I haven't found a solution for this, so I am going to go ahead and delete the ledgers mentioned in the error messages from the Bookies manually. If anyone knows a more correct solution please let me know

Thomas MacKenzie

02/06/2025, 5:39 PM

I'm looking at region / zone awareness, is there any other way to set the placement policies than using the

pulsar-admin

client? I've been looking in the configuration in the helm chart and directly in the broker and bookkeeper instances confs but did not find anything. Thanks https://pulsar.apache.org/docs/4.0.x/administration-isolation-bookie/

Sreenath Sasidharan

02/06/2025, 8:43 PM

Hello, I am trying to set a service account name(

serviceAccountName

) allowing access to our s3 buckets to pulsar functions worker in Kubernetes. Based on what I read from the documentation: https://pulsar.apache.org/docs/4.0.x/functions-runtime-kubernetes/ and source code, I dont see a way to do it for python via

customRuntimeOptions

. Is that correct or have I missed something?

Soumya Ghosh

02/11/2025, 9:33 AM

Hello, I am getting an error in initializing cluster metadata. Setup - 3 ZK, 5 bookies, 3 broker, 1 proxy node.

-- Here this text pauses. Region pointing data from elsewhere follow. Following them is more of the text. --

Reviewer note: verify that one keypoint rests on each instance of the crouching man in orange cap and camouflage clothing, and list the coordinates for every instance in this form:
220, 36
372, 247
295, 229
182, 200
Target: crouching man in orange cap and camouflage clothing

Command

bin/pulsar initialize-cluster-metadata --cluster <cluster_name> --metadata-store zk:zk_1,zk_2,zk_3:2181 --configuration-metadata-store zk:zk_1,zk_2,zk_3:2181             --web-service-url http://<broker_r53>:8080  --broker-service-url pulsar://<broker_r53>:6650

Output :

Killed

Are there any flags to get verbose error?